Including paying dividends. Every year, Australia is at, or near, the top of the global table when it comes to paying out dividends.
This is a good thing and a bad thing. It’s great to get the income, but we might spend it.
If you had reinvested those dividends straight back into your investments, then despite the GFC, your share-based investments would be up more than 50 per cent since the GFC.
And it actually gets even better for some.
If you had reinvested the franking credits – the tax credits associated with franked dividends – then your 2007 investment would have nearly doubled. (Franking credits have been a particular benefit for low-income earners, super funds and pension funds.)
There’s a lesson in that. Obviously. Actually, there are dozens, but I’m going to focus on just five.
First: investing is a lifelong, yearly or monthly, habit.
Only one in a squillion people strike it rich from a single, one-off, investment. So, your chances of being one of them are, let’s say, remote. (And buying lotto tickets does NOT qualify as an investment.)
The most successful regular investors are those that start investing their money young and add to their investments every year.
It might be as simple as having a monthly contribution to an investment portfolio, or salary sacrificing into super (particularly as you approach retirement).
For others, it might be bigger and more complex, such as buying an investment property every few years, while also building a portfolio of equities.
Go down to the library. Borrow the investment classic “The Richest Man in Babylon” by George S Clason. Spend a few hours reading it. It will all become crystal clear.
Second: The easiest benefits from investing come from the power of compounding. Each year, your investment growing on itself. Initially, a 10 per cent return on $100 is $10. Later on, a 10 per cent return on $200 is $20.
Or the property that you bought back in the late 90s for $100,000 that is worth $500,000 now and, if markets move 10 per cent this year, will stack on another $50,000 this year (or half your initial investment).
Where you can, reinvest the income from your investment. If you’re receiving distributions or dividends, and you don’t need the income to meet living expenses, put it back into your investment portfolio.
Income returns from many investments can average 3 to 6 per cent. Reinvesting that income will add up quickly. Well, by quickly in investment terms, I mean a decade or so.
This is how your superannuation works.

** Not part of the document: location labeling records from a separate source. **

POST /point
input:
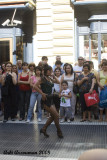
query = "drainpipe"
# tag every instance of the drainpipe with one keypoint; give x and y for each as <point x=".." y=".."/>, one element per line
<point x="76" y="3"/>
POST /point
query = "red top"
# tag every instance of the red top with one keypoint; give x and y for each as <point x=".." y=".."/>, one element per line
<point x="24" y="87"/>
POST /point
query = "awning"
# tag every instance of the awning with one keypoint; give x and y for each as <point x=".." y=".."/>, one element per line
<point x="10" y="4"/>
<point x="87" y="2"/>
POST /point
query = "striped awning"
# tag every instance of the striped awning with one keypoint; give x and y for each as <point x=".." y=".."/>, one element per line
<point x="5" y="4"/>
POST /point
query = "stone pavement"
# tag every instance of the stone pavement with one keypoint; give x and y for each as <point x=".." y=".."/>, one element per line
<point x="21" y="140"/>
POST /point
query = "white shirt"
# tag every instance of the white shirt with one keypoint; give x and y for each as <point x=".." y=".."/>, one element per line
<point x="65" y="101"/>
<point x="78" y="69"/>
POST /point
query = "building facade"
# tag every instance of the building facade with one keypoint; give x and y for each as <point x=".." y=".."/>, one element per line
<point x="47" y="28"/>
<point x="90" y="29"/>
<point x="17" y="27"/>
<point x="55" y="30"/>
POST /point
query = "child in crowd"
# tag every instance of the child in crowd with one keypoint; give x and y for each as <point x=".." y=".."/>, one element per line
<point x="65" y="104"/>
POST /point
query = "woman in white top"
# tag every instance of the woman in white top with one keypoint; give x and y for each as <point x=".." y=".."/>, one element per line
<point x="57" y="89"/>
<point x="69" y="77"/>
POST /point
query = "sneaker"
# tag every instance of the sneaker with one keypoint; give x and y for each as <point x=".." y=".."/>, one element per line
<point x="68" y="120"/>
<point x="28" y="121"/>
<point x="62" y="120"/>
<point x="5" y="120"/>
<point x="72" y="119"/>
<point x="39" y="120"/>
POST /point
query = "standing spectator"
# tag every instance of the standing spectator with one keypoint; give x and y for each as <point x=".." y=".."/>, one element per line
<point x="78" y="68"/>
<point x="65" y="104"/>
<point x="69" y="77"/>
<point x="102" y="81"/>
<point x="95" y="109"/>
<point x="19" y="66"/>
<point x="100" y="65"/>
<point x="58" y="58"/>
<point x="9" y="92"/>
<point x="86" y="82"/>
<point x="14" y="69"/>
<point x="58" y="65"/>
<point x="0" y="90"/>
<point x="32" y="69"/>
<point x="35" y="96"/>
<point x="3" y="67"/>
<point x="25" y="90"/>
<point x="45" y="60"/>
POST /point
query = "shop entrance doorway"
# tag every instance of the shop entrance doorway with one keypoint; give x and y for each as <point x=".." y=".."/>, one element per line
<point x="6" y="46"/>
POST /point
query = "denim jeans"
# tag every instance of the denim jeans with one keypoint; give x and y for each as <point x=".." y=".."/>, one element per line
<point x="24" y="100"/>
<point x="35" y="96"/>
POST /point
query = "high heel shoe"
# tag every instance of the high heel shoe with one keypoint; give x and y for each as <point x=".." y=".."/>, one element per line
<point x="59" y="134"/>
<point x="44" y="132"/>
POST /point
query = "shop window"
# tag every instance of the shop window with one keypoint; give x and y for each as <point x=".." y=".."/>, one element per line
<point x="84" y="46"/>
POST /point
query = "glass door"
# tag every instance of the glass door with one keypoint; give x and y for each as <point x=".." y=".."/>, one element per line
<point x="6" y="50"/>
<point x="103" y="46"/>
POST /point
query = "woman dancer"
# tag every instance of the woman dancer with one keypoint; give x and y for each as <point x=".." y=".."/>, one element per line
<point x="8" y="82"/>
<point x="46" y="83"/>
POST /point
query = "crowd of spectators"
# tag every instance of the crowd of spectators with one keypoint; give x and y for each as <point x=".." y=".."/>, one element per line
<point x="18" y="94"/>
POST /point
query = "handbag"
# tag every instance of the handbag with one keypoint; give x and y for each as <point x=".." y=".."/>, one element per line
<point x="103" y="97"/>
<point x="75" y="86"/>
<point x="56" y="94"/>
<point x="4" y="90"/>
<point x="91" y="99"/>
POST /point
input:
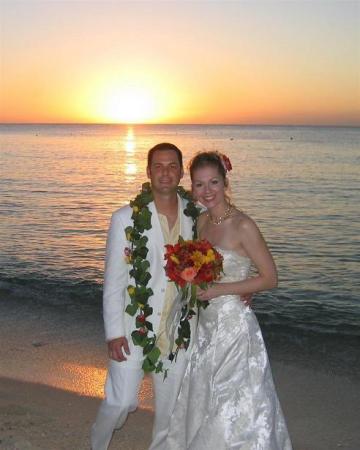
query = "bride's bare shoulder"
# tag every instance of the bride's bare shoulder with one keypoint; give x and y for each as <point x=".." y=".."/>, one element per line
<point x="242" y="220"/>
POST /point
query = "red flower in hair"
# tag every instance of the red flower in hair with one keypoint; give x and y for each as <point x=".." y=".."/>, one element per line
<point x="225" y="161"/>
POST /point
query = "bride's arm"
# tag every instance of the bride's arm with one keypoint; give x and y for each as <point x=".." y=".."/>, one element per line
<point x="256" y="249"/>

Your super fund not only receives contribution income from your employer, but it also receives, and reinvests, the income paid from its investments.
And this is how those invested at the peak of the market in 2007 have seen their investments grow by 50 or 100 per cent since, despite the crash.
Fourth: Make it automatic.
If you’re going to invest on a regular basis, set it up so it’s automatic and not up to you to make the decision. Set up a direct debit to transfer the money, every month, directly into your investment. It’s far more likely to happen.
Again, this is how your super works its miracles. Your employer’s contributions arrive without you thinking about it and are automatically invested, as is the income your fund generates.
Become the “automatic investor”. Take the pressure off yourself having to make a decision each month.
Fifth: It’s not rocket science. You don’t have to be an investing genius.
If you don’t feel comfortable picking your own investments, you’ve got two options. Get a financial adviser to help you to understand and invest in markets. Or, buy an index fund, preferably one that meets your risk profile (you’ll find free risk profiles online) with a spread of investments.